Sensenbrenner will be kicking himself over that one!
Google's 'conflict of interest'
David Cicilline accuses Google's Sundar Pichai of the company having a "conflict of interest" between providing appropriate information to the public and selling adverts or keeping users on its own pages.
Mr Pichai said they needed its users to trust them and that the majority of search queries do not show any adverts.
Four chief executives give testimony by remote video link
Bezos, Pichair, Cook then Zuckerberg. We get their previously released opening remarks.
Question now begin...
"What's not great is censoring [right-leaning] people"
Well, that was fiery! No punches pulled from Republican Jim Jordan who calls out his perceived bias from the social media elements of the companies. He aimed to back it up with a list of examples including the recent censoring of Donald Trump.
"Big tech is out to get conservatives," he said. "That's a fact.
"We all think the free market's great. We think competition's great. We love the fact these are American companies. But what's not great is censoring people."
"Conservatives are consumers too"
Senior Republican Jim Sensenbrenner is worried about tech companies being politically biased.
"Companies like Facebook, Google's YouTube and Twitter have become the public square of today, where political debate unfolds. But reports that dissenting views, often conservative views, are targeted or censored is seriously troubling.
"Conservatives are consumers too, and they need the protection of the antitrust laws.
Congress begins with coronavirus impact on our lives
The introductory comments from chairman David Cicilline (Democratic congressman) focuses on how the "dominance" of the big four will be addressed in the hearing. He links their power to how people and businesses are struggling in the current climate.
He also points to how the American people being dominated and controlled by a small group of 'gatekeepers' who 'dictate' the winners, is against the democracy the country is built on.
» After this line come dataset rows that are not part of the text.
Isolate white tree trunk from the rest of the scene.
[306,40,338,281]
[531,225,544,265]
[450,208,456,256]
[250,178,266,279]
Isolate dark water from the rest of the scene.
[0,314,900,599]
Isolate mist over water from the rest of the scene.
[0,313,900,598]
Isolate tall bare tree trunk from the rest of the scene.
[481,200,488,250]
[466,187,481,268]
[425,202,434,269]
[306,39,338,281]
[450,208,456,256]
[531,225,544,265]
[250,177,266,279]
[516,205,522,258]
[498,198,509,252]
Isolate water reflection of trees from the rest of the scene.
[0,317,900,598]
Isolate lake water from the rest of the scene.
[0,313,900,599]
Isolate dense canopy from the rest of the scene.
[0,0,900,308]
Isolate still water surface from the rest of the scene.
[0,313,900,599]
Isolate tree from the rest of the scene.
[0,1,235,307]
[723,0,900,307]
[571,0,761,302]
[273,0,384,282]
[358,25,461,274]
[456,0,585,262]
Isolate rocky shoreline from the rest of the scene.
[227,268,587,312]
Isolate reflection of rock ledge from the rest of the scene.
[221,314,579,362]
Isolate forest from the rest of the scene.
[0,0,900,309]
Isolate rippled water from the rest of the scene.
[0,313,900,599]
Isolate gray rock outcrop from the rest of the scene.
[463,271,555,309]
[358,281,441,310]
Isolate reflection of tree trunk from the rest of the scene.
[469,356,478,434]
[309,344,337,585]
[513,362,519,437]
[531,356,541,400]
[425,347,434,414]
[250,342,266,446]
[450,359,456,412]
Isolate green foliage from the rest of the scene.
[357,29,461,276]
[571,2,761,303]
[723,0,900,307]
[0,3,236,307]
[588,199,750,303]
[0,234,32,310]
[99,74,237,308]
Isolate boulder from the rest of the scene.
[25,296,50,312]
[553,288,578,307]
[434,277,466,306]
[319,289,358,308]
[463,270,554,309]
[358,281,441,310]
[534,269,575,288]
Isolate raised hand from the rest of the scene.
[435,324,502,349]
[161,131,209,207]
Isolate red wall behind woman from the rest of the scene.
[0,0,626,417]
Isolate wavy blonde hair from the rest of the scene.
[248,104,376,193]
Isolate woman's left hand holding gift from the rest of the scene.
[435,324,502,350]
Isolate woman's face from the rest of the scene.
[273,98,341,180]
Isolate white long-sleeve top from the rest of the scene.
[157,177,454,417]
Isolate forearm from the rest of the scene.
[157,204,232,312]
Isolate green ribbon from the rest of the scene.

Facing the panel for Apple will be Tim Cook. He will look to focus on patriotism and how only in the US could a company become so valuable. Google’s Sundar Pichai will try to focus attention away from Google’s search engine dominance by stating that “People have more ways to search for information than ever before, and increasingly this is happening outside the context of only a search engine.“
Facebook's Mark Zuckerberg, on the other hand, is expected to begin with a statement about values on which the American economy was built and that "China is building its own version of the internet focused on very different ideas, and they are exporting their vision to other countries."
Making his first ever appearance in front of Congress, Amazon's Jeff Bezos, who is believed to be the world's richest person, is expected to talk about his childhood and how that gave him the excellent work ethic that put him where he is now.
Tech giants Facebook, Amazon, Google and Apple testify to Congress
The behemoths of the technology industry are being questioned by Congress on Wednesday at 13:00 ET with the objective to identify if the power is controlled by too few. The company chiefs will be asked about their market dominance primarily although at the hearing almost anything goes. That could see questions raised about the management of fake news and propaganda especially around elections and the coronavirus pandemic.